Shareholders of Citibank NA have filed suit against the bank in a new derivative class action of misrepresenting the health of mortgage-backed securities (MBS) in some $17.4 billion worth of pools of loans that the bank trusteed. Plaintiffs Transamerica Life Insurance Co., units of Prudential Financial Inc., Kore Advisors LP, Pimco, Sealink Funding Ltd., and TIAA-CREF Bond Fund — and many of their affiliates — contend that the bank knowingly “ignored pervasive and systemic deficiencies” in the loans, which were packaged into 27 trusts, selling them with the aid of misleading representations and warranties. It was alleged in the complaint:
Citibank knew that the pools of loans backing the trusts were filled with defective mortgage loans. Citibank must at all times act in the best interests of the trusts. As alleged herein, Citibank failed to discharge its duties and obligations to protect the trusts.

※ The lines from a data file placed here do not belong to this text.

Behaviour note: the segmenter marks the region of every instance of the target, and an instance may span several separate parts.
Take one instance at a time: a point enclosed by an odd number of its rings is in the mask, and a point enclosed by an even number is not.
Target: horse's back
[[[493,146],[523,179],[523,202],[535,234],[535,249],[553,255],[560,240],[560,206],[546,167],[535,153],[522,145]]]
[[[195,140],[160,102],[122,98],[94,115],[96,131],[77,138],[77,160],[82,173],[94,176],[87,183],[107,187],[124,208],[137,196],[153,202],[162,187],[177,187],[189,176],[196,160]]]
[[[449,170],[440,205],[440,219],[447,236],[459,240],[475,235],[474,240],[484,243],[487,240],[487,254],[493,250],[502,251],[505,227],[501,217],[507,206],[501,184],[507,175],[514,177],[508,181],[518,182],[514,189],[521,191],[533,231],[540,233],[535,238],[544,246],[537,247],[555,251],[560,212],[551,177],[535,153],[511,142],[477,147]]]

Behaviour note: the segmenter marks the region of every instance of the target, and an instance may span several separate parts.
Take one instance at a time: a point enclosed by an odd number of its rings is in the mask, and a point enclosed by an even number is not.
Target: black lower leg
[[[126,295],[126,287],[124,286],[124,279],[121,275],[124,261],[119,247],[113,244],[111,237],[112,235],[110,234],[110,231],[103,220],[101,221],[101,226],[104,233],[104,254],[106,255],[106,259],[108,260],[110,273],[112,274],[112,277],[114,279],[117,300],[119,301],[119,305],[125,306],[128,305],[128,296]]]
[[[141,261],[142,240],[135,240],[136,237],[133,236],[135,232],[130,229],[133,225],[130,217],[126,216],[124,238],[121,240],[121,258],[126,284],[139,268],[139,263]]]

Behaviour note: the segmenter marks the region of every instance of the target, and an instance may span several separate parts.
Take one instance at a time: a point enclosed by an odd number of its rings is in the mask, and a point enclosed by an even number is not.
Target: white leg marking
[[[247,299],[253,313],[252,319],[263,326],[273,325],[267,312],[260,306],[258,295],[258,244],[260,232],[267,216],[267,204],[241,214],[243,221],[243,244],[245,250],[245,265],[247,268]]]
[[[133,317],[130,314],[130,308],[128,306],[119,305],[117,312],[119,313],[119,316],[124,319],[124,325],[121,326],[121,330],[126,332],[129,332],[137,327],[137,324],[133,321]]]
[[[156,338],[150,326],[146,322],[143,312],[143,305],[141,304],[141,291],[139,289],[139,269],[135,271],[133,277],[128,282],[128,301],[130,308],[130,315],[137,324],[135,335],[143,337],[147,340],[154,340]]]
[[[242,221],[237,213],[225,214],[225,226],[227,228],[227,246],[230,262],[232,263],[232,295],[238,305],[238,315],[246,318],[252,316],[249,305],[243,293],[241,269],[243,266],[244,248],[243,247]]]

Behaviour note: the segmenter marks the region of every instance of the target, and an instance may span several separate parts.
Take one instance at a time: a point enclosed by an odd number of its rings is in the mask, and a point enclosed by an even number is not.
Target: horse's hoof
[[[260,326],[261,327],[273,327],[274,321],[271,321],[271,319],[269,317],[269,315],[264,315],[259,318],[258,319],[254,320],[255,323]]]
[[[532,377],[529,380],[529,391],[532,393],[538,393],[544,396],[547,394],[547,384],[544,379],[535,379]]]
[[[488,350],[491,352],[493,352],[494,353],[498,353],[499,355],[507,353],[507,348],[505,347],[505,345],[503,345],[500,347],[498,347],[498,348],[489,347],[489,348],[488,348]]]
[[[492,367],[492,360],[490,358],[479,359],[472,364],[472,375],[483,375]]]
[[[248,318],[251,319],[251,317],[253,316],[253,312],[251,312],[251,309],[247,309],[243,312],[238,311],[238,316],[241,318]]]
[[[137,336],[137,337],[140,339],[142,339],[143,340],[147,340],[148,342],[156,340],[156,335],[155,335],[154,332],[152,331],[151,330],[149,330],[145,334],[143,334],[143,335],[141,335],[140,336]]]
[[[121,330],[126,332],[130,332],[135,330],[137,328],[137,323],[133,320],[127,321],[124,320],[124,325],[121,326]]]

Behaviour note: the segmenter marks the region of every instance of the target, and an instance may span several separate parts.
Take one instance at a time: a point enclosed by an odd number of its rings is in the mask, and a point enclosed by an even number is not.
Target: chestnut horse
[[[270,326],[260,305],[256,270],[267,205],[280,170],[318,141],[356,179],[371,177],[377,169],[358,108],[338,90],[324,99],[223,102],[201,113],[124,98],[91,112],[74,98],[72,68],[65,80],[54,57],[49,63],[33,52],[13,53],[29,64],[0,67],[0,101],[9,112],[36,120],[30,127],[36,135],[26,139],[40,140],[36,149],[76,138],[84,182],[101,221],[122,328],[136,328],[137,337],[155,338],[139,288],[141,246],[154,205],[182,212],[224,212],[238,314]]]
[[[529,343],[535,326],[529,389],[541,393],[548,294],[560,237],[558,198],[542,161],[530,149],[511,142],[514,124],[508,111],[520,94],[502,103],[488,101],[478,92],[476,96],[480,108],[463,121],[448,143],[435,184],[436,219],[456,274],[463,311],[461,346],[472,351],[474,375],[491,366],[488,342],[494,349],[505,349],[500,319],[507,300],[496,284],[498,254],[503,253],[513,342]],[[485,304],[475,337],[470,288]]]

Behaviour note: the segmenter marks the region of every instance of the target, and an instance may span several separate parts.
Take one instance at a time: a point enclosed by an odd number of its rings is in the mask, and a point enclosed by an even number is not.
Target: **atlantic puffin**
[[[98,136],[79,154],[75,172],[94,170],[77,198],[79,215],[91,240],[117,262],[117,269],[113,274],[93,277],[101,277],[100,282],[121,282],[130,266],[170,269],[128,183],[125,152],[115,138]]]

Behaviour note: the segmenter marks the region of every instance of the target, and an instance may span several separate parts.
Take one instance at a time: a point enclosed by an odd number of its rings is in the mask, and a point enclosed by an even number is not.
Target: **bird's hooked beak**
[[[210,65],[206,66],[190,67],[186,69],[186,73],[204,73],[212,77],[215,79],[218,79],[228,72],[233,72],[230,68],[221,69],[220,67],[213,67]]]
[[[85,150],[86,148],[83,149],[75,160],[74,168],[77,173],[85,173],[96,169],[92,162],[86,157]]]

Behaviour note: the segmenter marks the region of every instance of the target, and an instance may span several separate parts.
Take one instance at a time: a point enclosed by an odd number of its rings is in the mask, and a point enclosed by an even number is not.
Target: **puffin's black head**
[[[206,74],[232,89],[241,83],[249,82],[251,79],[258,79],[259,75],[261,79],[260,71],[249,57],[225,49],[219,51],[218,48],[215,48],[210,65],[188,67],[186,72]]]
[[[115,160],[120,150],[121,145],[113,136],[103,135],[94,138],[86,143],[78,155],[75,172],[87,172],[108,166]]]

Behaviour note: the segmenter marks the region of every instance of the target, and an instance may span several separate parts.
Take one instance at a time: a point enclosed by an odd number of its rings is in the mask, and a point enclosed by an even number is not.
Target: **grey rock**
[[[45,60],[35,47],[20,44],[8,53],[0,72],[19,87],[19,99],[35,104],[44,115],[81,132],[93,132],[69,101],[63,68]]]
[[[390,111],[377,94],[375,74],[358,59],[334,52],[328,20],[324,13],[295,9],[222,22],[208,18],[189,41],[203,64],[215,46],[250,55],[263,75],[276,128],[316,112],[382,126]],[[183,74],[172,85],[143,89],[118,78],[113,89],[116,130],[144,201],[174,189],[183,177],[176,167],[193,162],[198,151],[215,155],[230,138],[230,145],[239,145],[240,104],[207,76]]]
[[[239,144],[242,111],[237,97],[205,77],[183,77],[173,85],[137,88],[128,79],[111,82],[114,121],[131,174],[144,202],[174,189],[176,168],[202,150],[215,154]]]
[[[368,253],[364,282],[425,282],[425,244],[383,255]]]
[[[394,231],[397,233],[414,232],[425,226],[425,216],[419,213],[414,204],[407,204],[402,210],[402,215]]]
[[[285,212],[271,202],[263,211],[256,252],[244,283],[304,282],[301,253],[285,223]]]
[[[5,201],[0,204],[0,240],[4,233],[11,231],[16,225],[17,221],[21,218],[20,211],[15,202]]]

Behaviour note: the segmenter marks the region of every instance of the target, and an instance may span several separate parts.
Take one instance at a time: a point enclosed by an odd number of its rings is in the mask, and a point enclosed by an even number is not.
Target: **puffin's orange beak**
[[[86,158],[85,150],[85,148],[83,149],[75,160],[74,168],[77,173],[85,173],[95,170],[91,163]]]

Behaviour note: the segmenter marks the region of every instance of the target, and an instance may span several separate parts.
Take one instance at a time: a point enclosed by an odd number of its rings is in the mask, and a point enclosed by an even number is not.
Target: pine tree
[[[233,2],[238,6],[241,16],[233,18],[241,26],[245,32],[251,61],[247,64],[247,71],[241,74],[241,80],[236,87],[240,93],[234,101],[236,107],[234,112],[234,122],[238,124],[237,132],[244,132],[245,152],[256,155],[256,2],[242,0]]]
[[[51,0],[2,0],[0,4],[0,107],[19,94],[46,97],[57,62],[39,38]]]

Instead, to protect its own business interests, Citibank ignored pervasive and systemic deficiencies in the underlying loan pools and the servicing of those loans.

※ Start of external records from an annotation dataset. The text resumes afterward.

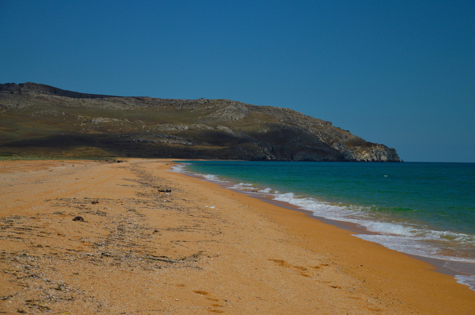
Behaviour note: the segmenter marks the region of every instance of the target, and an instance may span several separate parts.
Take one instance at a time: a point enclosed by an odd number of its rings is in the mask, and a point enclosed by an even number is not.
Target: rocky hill
[[[0,84],[0,154],[399,162],[396,150],[293,110],[229,100]]]

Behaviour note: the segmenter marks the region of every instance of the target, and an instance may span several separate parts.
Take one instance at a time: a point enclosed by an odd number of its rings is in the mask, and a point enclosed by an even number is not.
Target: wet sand
[[[427,262],[172,163],[0,161],[0,311],[475,314]]]

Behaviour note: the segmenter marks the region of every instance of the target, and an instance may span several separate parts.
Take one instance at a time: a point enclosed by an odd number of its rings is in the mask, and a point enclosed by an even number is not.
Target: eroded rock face
[[[229,100],[119,97],[28,82],[0,84],[0,154],[399,161],[394,148],[330,121]]]

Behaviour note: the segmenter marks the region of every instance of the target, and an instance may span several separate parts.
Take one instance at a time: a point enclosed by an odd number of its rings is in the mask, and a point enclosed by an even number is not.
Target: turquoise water
[[[377,233],[358,237],[445,259],[475,284],[474,163],[197,161],[176,170],[352,222]]]

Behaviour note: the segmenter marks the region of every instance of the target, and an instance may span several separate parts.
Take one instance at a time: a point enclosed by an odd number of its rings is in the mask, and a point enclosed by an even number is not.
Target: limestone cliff
[[[80,93],[0,84],[0,154],[278,161],[399,162],[365,141],[293,110],[229,100]]]

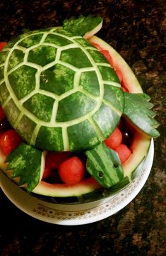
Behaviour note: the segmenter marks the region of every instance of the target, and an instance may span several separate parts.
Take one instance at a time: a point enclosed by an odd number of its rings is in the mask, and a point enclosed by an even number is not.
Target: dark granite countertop
[[[165,6],[164,0],[1,1],[0,41],[24,29],[61,25],[73,15],[102,16],[98,35],[124,57],[151,96],[161,134],[143,188],[124,208],[102,221],[78,226],[44,223],[20,211],[0,190],[1,255],[165,255]]]

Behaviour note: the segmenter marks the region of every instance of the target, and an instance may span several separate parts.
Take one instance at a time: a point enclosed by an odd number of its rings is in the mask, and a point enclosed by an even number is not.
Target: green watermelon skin
[[[81,35],[61,28],[23,34],[3,49],[0,67],[1,104],[30,145],[85,150],[119,122],[124,94],[119,79]]]

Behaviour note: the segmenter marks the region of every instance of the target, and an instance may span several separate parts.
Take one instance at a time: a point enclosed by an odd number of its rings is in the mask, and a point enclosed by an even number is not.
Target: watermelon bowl
[[[0,185],[43,221],[112,216],[140,191],[158,126],[100,17],[23,34],[0,52]]]

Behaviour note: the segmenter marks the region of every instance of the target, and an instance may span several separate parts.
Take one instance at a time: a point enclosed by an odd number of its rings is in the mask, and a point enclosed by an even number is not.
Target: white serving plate
[[[151,169],[154,143],[138,176],[119,192],[105,199],[79,204],[57,204],[30,196],[0,171],[0,186],[9,200],[23,212],[38,220],[59,225],[81,225],[102,220],[129,204],[144,186]]]

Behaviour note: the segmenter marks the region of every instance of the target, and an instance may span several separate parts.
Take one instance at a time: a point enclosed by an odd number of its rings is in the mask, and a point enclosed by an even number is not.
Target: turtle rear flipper
[[[153,104],[149,102],[150,99],[146,94],[124,92],[124,114],[139,130],[148,136],[155,138],[160,135],[156,130],[159,123],[154,119],[155,113],[150,109]]]
[[[40,183],[45,168],[46,152],[22,143],[6,157],[6,171],[13,170],[12,178],[19,177],[18,185],[26,184],[30,192]]]

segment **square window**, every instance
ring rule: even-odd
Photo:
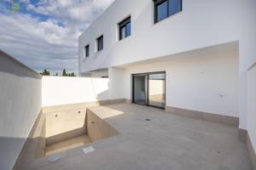
[[[160,21],[168,17],[168,2],[164,1],[155,5],[157,18],[156,20]]]
[[[182,0],[169,0],[169,15],[175,14],[182,10]]]
[[[154,0],[154,23],[182,11],[182,0]]]
[[[96,39],[97,51],[103,49],[103,36],[101,36]]]
[[[119,40],[131,36],[131,16],[119,24]]]

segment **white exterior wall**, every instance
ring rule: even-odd
[[[256,60],[256,1],[183,0],[183,11],[154,25],[152,0],[116,0],[79,37],[79,72],[239,42],[240,128],[247,125],[247,68]],[[117,42],[117,23],[131,15],[131,36]],[[104,49],[96,53],[96,38]],[[90,43],[91,55],[83,60]]]
[[[111,67],[108,69],[109,76],[109,98],[119,99],[124,98],[124,70]]]
[[[41,110],[41,76],[0,51],[0,169],[12,169]]]
[[[256,151],[256,65],[247,71],[247,132]]]
[[[44,76],[42,105],[52,106],[109,99],[108,78]]]
[[[238,117],[238,51],[194,55],[125,69],[125,98],[131,99],[131,74],[166,71],[166,105]]]

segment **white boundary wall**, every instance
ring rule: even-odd
[[[256,151],[256,63],[247,71],[247,132]]]
[[[41,76],[0,50],[0,169],[12,169],[41,110]]]
[[[44,76],[42,106],[109,99],[108,78]]]

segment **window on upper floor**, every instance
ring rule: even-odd
[[[84,58],[89,57],[90,55],[90,45],[84,47]]]
[[[119,23],[119,40],[131,36],[131,16]]]
[[[103,49],[103,35],[99,37],[97,39],[96,39],[96,51],[101,51]]]
[[[182,11],[182,0],[154,0],[154,23]]]

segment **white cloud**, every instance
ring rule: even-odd
[[[78,72],[78,37],[113,1],[40,0],[26,6],[49,17],[44,21],[38,15],[0,13],[0,48],[37,71]]]

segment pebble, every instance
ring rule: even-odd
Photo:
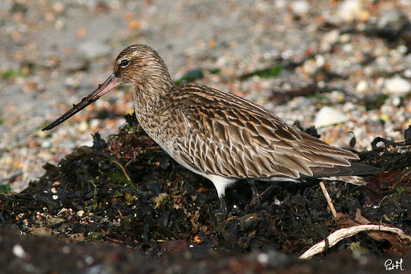
[[[359,18],[361,12],[361,0],[345,0],[340,5],[337,17],[346,22]]]
[[[40,227],[33,228],[29,231],[30,234],[37,236],[38,237],[44,237],[51,235],[53,231],[51,228],[46,227]]]
[[[341,112],[329,106],[323,106],[317,113],[313,123],[318,128],[346,122],[348,120],[348,117]]]
[[[304,15],[310,10],[310,5],[304,0],[293,2],[290,7],[293,13],[298,16]]]
[[[320,48],[323,51],[328,51],[331,49],[332,45],[338,42],[340,39],[340,30],[338,29],[333,29],[324,34],[321,43],[320,44]]]
[[[356,86],[356,92],[361,94],[364,94],[368,89],[368,83],[362,80]]]
[[[106,44],[87,41],[79,45],[77,50],[85,58],[91,60],[108,55],[111,48]]]
[[[385,91],[388,94],[405,94],[411,90],[411,84],[409,82],[399,76],[385,81]]]

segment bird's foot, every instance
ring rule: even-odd
[[[257,187],[255,186],[255,182],[254,180],[247,180],[247,181],[250,184],[250,186],[251,187],[251,191],[253,193],[253,197],[251,199],[250,205],[252,205],[254,209],[259,207],[261,205],[260,198],[258,197],[259,193],[258,193]]]
[[[220,198],[220,214],[222,217],[222,219],[225,220],[227,218],[227,204],[226,202],[226,196],[222,195],[219,198]]]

Citibank sold $69 billion in loans total over the course of its MBS business dealings, the suit says. The loans at issue here were securitized and collateralized from 2004 to 2007, it says. The Plaintiffs, who are seeking “billions of dollars” in damages, alleged:
The fundamental role of a trustee in an RMBS securitization is to ensure that there is at least one independent party, free from any conflicting self-interest, to protect the trust corpus.
The Plaintiffs contend that Citibank broke that trust. They said, among many other things in the complaint, that Citibank failed to issue “event of default” notices within 90 days, which the agreements allegedly required. The causes of action in the complaint include breach of contract, violation of the Trust Indenture Act, negligence, breach of fiduciary duty, and breach of the post-default duty of independence. The Plaintiffs say that the bank needs to implement governance reforms.

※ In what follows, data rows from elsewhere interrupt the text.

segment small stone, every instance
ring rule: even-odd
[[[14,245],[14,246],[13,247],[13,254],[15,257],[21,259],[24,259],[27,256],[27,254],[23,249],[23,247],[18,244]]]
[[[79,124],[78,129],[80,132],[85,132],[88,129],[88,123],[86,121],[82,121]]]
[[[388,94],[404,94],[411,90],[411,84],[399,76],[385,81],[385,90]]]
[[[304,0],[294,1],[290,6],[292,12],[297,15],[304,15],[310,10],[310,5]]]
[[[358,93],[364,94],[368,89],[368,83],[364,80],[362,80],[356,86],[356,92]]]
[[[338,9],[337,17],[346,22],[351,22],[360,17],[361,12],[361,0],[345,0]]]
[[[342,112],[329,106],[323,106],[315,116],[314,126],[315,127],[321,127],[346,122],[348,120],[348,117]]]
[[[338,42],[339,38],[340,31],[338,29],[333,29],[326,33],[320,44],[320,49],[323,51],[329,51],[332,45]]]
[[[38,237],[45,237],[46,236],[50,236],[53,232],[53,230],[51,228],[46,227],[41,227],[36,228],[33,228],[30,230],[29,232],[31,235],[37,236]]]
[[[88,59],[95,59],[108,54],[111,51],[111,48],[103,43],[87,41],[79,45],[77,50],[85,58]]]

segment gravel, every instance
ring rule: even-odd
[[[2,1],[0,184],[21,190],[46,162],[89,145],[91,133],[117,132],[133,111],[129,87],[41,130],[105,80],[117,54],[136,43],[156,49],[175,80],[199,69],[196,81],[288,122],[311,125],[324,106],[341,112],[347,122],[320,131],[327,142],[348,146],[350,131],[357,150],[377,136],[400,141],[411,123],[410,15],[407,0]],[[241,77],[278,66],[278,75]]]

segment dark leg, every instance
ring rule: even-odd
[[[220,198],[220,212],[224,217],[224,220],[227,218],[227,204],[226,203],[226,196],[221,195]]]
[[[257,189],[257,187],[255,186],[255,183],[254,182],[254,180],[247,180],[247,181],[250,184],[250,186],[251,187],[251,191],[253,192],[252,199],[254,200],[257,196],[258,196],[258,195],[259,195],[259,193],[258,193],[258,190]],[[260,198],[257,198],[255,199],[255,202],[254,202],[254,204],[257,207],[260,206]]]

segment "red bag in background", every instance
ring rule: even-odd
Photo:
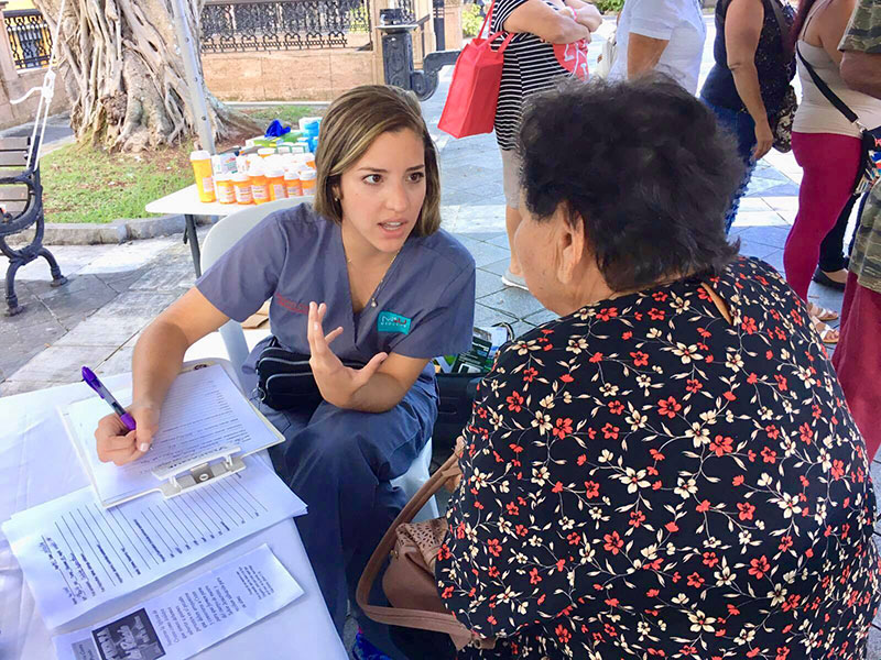
[[[496,2],[490,4],[480,32],[461,50],[453,69],[453,81],[437,128],[454,138],[491,133],[496,122],[504,51],[514,35],[509,34],[498,51],[492,50],[492,42],[501,36],[501,32],[482,38],[494,7]]]
[[[570,72],[579,80],[587,80],[587,41],[578,40],[572,44],[555,44],[554,55],[559,66]]]

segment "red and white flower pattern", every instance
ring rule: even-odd
[[[864,443],[803,305],[741,257],[504,346],[436,575],[465,658],[862,659]]]

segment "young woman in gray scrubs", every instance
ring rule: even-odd
[[[390,481],[431,436],[428,361],[470,346],[475,264],[439,229],[437,155],[414,97],[383,86],[339,97],[316,164],[314,207],[269,216],[144,330],[132,360],[138,430],[108,416],[96,438],[102,461],[143,455],[186,350],[271,300],[273,336],[312,356],[324,398],[311,410],[263,407],[286,438],[273,462],[308,505],[296,524],[341,631],[348,595],[404,504]],[[243,366],[246,392],[264,345]]]

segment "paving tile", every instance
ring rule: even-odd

Citibank is defending other suits over its RMBS activities. In August, a New York state judge declined to dismiss a $157 million put-back action against Citigroup Global Markets Realty Corp. arising from its alleged failure to live up to contractual promises surrounding the sale of more than $900 million in mortgage loans to a securitization trust.
And in April, Citigroup Inc. argued that a lawsuit brought by Deutsche Zentral-Genossenschaftsbank AG over alleged fraud in its sale of $362 million in residential mortgage-backed securities should be dismissed, saying the German lender waited too long to bring the suit.